I was thinking banks could maybe lend a multiple of capital. Like if the capital ratio was 20 percent, for every 100 dollars in capital the bank could create 800 in loans, but really they could only make 500 in loans, right?

And banks can't create capital out of thin air, right? They have to raise it through profits or investors? So a capital constrained bank in bad economic times may have trouble raising capital? Even if they're able to game this system in real life, at least in theory a regulated bank could be unable to make loans. Perhaps (big?) banks are (usually) always able to find willing investors?

Too Much Fed,

That Bill Mitchell link was the type of thing I was looking for, thanks. Interesting about Dean Baker. (I'm not sure Baker is saying exactly what Mitchell thinks, but I don't know.) I'm familiar with the loans creat deposits/savings aren't required argument.
(I think Baker is just saying the Fed can lower rates by adding reserves to the system. His comment is so brief, though, it's easy to interpret a number of ways.)

K

1. Woodford's is not the only NK model - he is an extreme in not modelling money. Svensson/Taylor/Bernanke/Kiyotaki/Gertler all have different models that have money, and all are New Keynesians.

2. Paying interest on reserves has nothing to do with the effectiveness of reserves or liquidity constraints - it is a way to shift interest rates without engaging in open market operations. In the US, due to 0 IoR historically, all of the fed funds rate comes from what Kashyap/Stein call the ysr (FFR = IoR + ysr) - the 'convenience yield of excess reserves' - and quantity operations (which affect ysr) and rate targets become completely joint at the the hip and indistinguishable from each other. Hence all the talking past each other that you see between monetarists and MMT.
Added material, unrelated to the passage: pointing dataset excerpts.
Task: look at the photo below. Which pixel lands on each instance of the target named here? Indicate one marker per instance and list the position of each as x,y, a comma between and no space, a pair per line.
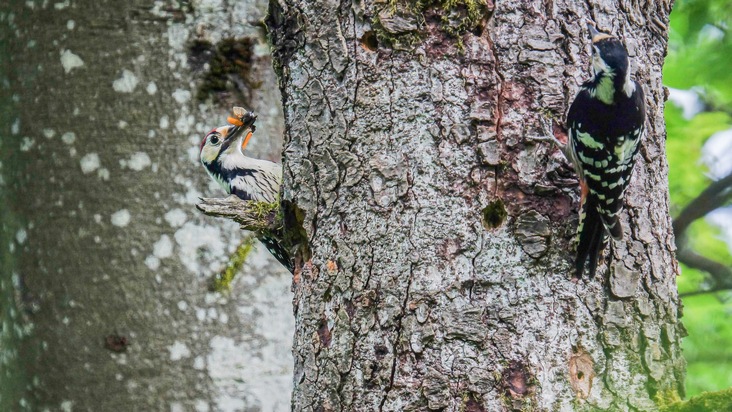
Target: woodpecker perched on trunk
222,154
605,125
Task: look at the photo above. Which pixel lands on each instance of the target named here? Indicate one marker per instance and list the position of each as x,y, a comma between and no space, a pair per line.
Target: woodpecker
222,154
605,125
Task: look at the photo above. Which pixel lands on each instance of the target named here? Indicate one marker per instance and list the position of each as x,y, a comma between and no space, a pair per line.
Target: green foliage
700,56
707,348
700,48
687,177
706,402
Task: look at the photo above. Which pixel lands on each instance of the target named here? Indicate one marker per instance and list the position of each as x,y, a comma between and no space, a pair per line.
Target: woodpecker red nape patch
203,142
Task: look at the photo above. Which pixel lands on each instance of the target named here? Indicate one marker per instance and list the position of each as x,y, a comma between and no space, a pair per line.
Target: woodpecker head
226,140
608,54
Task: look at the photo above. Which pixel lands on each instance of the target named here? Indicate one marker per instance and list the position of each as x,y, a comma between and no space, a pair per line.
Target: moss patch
706,402
494,214
400,23
226,68
221,282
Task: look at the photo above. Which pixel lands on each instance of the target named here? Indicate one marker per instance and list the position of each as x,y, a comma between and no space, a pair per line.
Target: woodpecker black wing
604,139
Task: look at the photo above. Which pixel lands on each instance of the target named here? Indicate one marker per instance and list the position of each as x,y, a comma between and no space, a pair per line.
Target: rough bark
440,234
105,260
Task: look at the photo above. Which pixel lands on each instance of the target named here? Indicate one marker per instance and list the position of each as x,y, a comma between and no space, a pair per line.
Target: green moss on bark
457,18
221,282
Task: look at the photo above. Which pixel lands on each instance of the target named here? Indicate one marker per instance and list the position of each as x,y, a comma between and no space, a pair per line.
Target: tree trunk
437,274
105,261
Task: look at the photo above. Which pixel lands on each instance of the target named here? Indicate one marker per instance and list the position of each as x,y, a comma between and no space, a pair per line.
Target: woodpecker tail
591,234
279,252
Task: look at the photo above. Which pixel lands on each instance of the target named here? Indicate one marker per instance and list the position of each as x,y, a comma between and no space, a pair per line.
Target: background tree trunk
440,233
99,130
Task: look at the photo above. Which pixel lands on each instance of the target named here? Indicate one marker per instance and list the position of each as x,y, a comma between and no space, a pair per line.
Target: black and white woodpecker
222,154
605,125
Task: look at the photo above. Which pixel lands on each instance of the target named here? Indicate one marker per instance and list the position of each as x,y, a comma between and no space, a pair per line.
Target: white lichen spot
70,61
103,173
152,262
126,83
176,217
121,218
89,163
201,406
200,314
68,137
26,144
184,123
163,248
178,350
21,236
138,161
67,406
228,403
181,96
199,363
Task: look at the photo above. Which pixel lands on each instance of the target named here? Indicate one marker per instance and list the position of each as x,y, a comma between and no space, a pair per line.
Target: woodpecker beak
594,34
245,124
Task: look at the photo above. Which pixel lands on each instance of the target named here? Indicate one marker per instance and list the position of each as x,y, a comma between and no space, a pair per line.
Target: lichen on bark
408,301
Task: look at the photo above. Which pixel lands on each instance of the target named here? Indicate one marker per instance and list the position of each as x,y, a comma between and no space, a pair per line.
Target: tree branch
259,217
714,196
719,273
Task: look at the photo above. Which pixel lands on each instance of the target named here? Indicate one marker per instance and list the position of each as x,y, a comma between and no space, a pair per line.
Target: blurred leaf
699,49
687,176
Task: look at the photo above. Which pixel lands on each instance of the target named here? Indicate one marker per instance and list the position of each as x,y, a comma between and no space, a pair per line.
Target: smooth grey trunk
404,146
100,240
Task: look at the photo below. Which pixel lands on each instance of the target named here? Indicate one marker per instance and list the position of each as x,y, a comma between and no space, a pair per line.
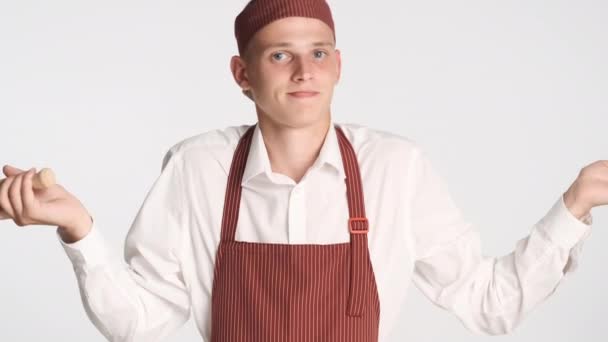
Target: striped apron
266,292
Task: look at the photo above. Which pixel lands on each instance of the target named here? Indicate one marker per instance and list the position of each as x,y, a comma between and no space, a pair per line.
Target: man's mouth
301,94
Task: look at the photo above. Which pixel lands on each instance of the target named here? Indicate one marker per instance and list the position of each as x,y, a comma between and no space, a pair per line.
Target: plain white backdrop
508,97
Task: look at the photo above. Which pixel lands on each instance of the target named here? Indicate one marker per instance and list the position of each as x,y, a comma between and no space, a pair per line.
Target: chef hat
259,13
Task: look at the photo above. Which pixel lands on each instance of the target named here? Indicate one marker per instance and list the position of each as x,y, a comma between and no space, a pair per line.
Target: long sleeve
489,295
146,298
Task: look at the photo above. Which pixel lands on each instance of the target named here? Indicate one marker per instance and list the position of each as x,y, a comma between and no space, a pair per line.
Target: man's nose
303,69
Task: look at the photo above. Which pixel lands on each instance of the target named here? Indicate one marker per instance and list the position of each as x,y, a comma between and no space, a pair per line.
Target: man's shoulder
215,144
370,139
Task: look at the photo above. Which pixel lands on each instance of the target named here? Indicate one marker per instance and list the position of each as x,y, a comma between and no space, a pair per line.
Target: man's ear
239,72
338,65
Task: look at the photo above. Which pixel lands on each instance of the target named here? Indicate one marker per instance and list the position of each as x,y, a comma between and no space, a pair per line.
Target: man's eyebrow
285,44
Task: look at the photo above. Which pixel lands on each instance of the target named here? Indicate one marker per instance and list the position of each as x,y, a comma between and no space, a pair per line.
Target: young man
298,228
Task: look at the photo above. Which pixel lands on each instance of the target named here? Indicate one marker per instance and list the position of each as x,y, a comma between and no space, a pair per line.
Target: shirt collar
258,161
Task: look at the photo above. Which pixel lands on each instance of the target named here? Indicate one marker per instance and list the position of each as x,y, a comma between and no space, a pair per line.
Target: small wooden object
43,179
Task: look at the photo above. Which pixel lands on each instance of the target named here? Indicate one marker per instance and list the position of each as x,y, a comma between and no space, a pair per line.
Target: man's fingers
11,170
14,195
3,215
5,203
27,192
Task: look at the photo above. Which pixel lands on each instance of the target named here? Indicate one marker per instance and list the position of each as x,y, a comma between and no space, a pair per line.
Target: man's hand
53,205
590,189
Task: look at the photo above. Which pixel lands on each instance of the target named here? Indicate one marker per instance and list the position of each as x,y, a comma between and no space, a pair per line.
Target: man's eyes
316,53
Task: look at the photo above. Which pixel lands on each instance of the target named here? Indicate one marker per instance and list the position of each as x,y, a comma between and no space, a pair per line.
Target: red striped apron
267,292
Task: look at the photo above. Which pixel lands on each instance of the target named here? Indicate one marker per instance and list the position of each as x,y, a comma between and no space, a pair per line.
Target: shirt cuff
89,251
562,227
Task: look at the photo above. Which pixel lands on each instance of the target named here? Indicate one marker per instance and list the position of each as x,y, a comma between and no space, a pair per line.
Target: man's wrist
71,234
577,209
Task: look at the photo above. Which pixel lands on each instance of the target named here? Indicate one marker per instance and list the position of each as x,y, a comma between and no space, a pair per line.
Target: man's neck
292,151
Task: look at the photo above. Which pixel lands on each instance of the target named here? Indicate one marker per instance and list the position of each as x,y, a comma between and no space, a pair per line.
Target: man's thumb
10,170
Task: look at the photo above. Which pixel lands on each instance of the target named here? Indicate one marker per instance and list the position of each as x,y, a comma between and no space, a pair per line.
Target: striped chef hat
259,13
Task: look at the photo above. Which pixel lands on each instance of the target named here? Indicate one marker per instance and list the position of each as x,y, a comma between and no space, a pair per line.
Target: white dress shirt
416,233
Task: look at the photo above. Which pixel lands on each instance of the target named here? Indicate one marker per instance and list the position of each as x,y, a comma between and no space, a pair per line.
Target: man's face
292,54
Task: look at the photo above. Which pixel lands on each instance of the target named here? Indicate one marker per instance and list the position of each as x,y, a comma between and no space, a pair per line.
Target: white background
508,97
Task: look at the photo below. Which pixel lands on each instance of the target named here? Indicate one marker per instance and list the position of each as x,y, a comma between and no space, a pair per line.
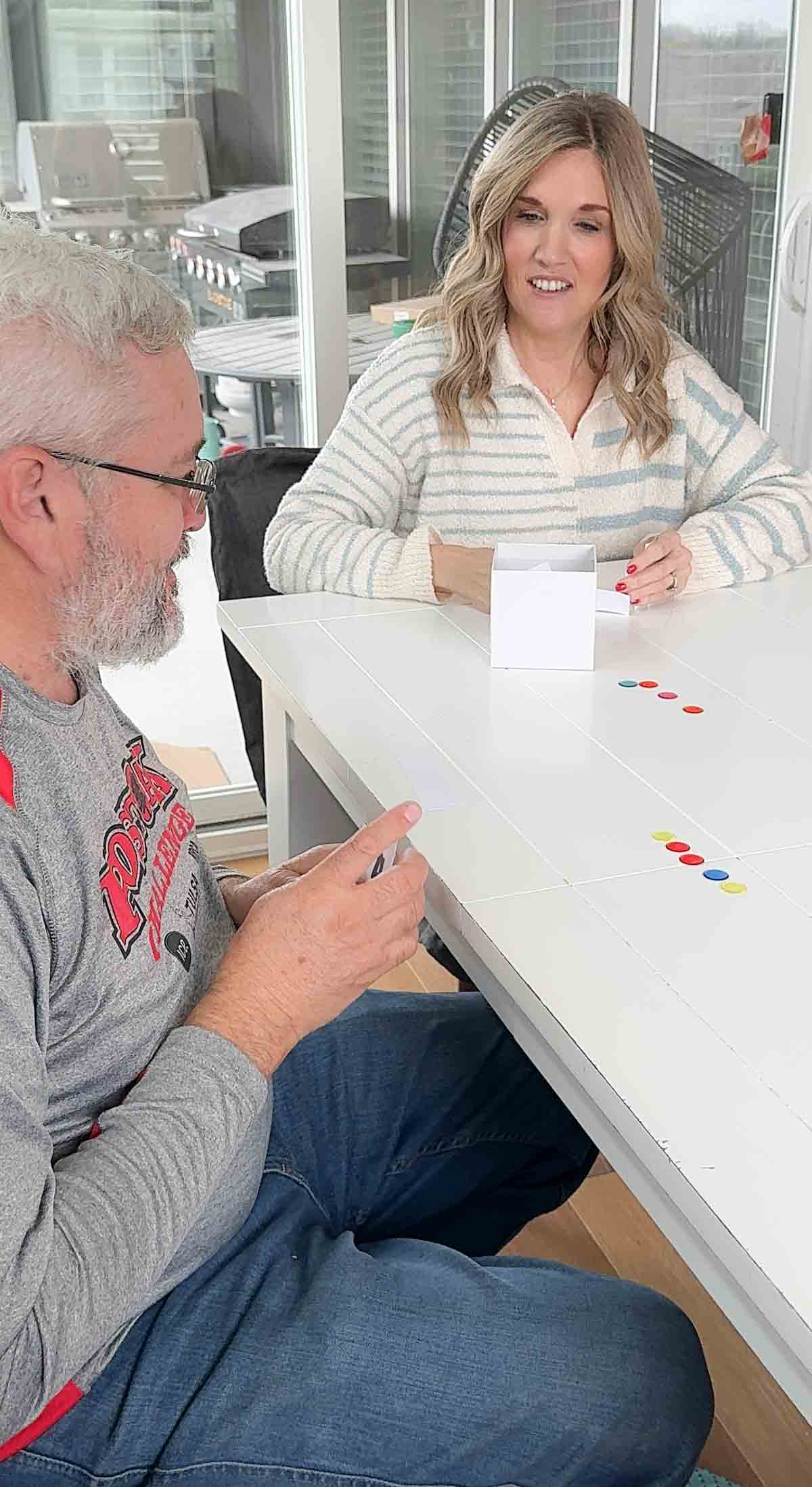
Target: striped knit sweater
386,482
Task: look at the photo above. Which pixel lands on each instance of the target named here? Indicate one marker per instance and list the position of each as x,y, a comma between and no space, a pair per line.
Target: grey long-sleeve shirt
131,1149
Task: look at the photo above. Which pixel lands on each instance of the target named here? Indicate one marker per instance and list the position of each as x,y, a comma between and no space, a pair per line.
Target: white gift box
543,606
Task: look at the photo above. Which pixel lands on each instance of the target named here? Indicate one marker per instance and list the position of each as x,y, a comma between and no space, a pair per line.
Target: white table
673,1017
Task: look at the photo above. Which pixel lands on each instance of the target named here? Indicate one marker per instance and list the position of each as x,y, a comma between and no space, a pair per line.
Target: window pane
447,84
717,62
570,39
162,125
377,261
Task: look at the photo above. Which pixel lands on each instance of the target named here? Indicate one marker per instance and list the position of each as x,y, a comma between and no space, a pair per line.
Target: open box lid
545,558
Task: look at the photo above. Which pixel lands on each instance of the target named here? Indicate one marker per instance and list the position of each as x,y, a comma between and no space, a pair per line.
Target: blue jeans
362,1331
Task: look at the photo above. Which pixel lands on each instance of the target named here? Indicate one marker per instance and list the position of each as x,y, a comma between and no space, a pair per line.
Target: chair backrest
250,487
705,217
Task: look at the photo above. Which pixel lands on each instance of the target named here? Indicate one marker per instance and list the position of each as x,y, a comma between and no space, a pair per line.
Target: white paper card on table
607,601
543,617
430,784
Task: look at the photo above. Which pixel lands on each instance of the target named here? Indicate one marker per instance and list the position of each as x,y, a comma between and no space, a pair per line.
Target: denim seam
280,1169
460,1144
158,1474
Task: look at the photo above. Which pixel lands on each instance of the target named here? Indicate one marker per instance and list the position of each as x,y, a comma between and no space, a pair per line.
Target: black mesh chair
707,229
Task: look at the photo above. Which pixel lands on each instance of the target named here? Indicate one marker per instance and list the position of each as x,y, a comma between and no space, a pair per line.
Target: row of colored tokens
667,696
716,874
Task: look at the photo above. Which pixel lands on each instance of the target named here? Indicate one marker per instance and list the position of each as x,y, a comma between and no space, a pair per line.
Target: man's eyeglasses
203,479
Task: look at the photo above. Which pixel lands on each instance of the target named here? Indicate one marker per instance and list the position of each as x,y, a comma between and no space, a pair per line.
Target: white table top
685,1008
262,350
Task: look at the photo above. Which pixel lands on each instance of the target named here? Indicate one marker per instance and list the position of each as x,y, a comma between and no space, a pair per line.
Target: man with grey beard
250,1216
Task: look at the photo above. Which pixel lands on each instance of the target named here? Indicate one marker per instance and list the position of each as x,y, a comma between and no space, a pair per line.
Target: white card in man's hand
382,862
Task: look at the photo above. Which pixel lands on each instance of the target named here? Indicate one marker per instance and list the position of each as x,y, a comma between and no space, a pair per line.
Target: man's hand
307,950
242,895
463,573
659,570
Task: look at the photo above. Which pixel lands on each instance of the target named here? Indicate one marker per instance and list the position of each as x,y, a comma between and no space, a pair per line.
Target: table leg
292,411
275,726
258,417
302,811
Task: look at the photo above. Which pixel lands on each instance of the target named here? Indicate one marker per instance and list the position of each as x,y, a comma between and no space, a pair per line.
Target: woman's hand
463,573
659,570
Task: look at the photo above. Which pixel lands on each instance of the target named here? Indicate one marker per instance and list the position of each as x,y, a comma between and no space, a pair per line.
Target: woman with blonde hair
543,399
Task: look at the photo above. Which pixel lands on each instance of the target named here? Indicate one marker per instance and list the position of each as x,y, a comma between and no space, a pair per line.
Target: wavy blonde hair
628,338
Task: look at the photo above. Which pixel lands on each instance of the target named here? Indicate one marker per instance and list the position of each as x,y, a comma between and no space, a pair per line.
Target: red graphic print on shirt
146,795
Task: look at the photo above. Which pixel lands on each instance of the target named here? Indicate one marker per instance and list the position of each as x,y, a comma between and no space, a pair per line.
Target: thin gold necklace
562,390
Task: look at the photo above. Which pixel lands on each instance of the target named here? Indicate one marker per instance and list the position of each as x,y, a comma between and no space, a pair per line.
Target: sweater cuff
411,577
708,570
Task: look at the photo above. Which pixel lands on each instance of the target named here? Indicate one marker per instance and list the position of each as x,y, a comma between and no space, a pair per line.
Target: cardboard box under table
543,606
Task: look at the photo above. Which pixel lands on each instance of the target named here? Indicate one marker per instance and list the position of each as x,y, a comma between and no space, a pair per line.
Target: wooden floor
759,1438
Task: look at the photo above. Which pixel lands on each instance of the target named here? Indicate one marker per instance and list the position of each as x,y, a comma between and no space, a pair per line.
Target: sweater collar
506,371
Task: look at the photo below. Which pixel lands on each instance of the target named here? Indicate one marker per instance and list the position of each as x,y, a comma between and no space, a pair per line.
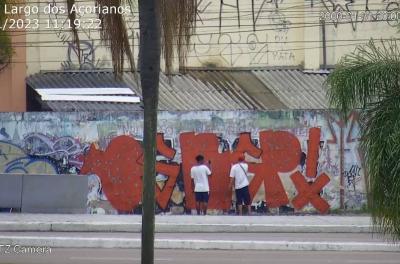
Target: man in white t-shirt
239,177
199,174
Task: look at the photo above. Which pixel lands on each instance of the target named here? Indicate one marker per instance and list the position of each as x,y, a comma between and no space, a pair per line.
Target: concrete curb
182,227
74,242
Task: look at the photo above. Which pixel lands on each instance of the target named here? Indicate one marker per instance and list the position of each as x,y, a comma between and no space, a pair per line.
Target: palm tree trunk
150,50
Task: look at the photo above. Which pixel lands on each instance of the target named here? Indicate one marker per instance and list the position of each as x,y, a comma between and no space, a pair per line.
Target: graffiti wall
299,161
230,33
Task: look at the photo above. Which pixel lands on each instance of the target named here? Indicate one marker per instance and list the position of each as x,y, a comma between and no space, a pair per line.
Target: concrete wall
292,149
234,33
32,193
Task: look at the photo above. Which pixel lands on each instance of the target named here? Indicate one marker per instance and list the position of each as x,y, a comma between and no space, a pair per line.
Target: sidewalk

In the future you will see the Fed manipulate its balance sheet *somewhat* independently of its rate target due to the flexibility afforded by an independent ysr once the IoR puts a floor on FFR. (this is also the case right now, but these are abnormal times, and the proper IoR should probably be -0.25%, not 0.25%). And then the theoretical differences and predictions made by MMT/ monetarists will differ substantively.

e.g. adding to the base while holding IoR constant would be expansionary in the monetarist/neo-classical model while not so in the PK model, even when the IoR is say 5%.

"Woodford's is not the only NK model - he is an extreme in not modelling money."

No, he isn't. The standard NK model has no "money supply." The BoC, the BoE and the ECB all use NK models *without any money* in them as their principal macro guides. "NK" doesn't mean some bunch of theorists who call themselves that. It's a particular base model plus a large amount of variations. I've never seen anybody try to add the "money supply" but there is no reason you couldn't strap it on the side if you wanted to. But it would be an internally irrelevant appendage.

I agree that paying interest on reserves is irrelevant to monetary policy (as is the quantity of reserves). Paying exactly the policy rate may lead to a breakdown of the collateral markets though since banks will fund from the Fed, which I don't think is healthy.

"adding to the base while holding IoR constant would be expansionary in the monetarist/neo-classical model while not so in the PK model, even when the IoR is say 5%. "

I totally agree, as does the NK model. PK and MM are totally different. Monetarists are the cause of all this pointless QE nonsense. What I'm saying is that the PKs and the NKs have very similar views on this: both believe that QE is a ridiculous distraction. What I don't understand is why the PKs are averse to the standard NK model. What is it about it that they dislike?

anon, you're welcome for the link.

I'm not sure what Dean Baker meant there either. At first glance, it doesn't seem correct.

Capital ratio 20% and enforced. $100 of capital leads to a maximum of $500 of loans in this case.

"And banks can't create capital out of thin air, right? They have to raise it through profits or investors?"

With a quick glance, I believe those two(2) are correct.